HTTP/1.1, which most REST APIs use, has head-of-line blocking: only one outstanding request per connection. Browsers work around this by opening multiple connections, but microservices doing this reintroduce TCP slow-start overhead. HTTP/2 solves this with multiplexing, but most REST implementations do not enable it.

Finally, REST is request-response: one request, one response, done. If you want to stream a large response or have the server push events, you bolt something on top - chunked transfer, Server-Sent Events, WebSockets - each with its own complexity.

gRPC addresses all of this systematically.

What gRPC Is

gRPC is a Remote Procedure Call framework. The idea is older than REST: instead of thinking about “resources” and “HTTP verbs,” you think about “calling a function on another machine.” The network is hidden behind what looks like a local function call.

gRPC was developed at Google, open-sourced in 2015, and is built on two technologies: Protocol Buffers for serialization and HTTP/2 for transport.

You define your API in a .proto file:

service UserService {
  rpc GetUser (GetUserRequest) returns (User);
  rpc ListUsers (ListUsersRequest) returns (stream User);
}

message GetUserRequest {
  int64 user_id = 1;
}

message User {
  int64 id = 1;
  string name = 2;
  string email = 3;
}

The protoc compiler takes this definition and generates client and server stub code in whatever language you choose - Go, Python, Java, Rust, C++, Node.js, and many others. The generated client code has a GetUser method you call like any local function. The generated server code has an interface you implement. The network, serialization, and HTTP/2 framing are completely invisible.

Protocol Buffers: Schema-First Binary Serialization

Protocol Buffers (protobuf) is Google’s language-neutral, platform-neutral, extensible mechanism for serializing structured data. Unlike JSON, it is binary and schema-first.

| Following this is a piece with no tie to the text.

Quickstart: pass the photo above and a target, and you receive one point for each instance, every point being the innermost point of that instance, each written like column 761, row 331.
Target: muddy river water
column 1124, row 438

Each field has a number (the = 1, = 2 in the example) that is what actually goes on the wire. Field names are not serialized - only numbers. This makes the wire format compact. It also enables backward compatibility: if you add a new field to a message, old clients that don’t know about it simply ignore the unknown field number. If you remove a field, old clients that expected it get the default value (zero, empty string, etc.). As long as you never reuse a field number for a different type, old and new code can interoperate.

The binary format is significantly smaller and faster to parse than JSON. Google’s own benchmarks show protobuf messages typically 3-10x smaller than equivalent JSON, and 20-100x faster to serialize and deserialize. For services making millions of calls per minute, this is meaningful CPU and bandwidth savings.

The schema is also a contract. If a service adds a required field and the client does not send it, the error surfaces at compile time (when you regenerate the client code) or at the schema validation layer - not as a mysterious null pointer exception in production.

HTTP/2: What It Unlocks

gRPC uses HTTP/2 as its transport, and this is not incidental. HTTP/2’s properties are precisely what make gRPC’s capabilities possible.

Multiplexing: multiple RPC calls can be in flight simultaneously over a single TCP connection. Unlike HTTP/1.1’s one-request-at-a-time constraint, HTTP/2 assigns each request to a numbered stream. Response frames for different streams interleave on the wire. A slow response on one call does not block fast responses on others.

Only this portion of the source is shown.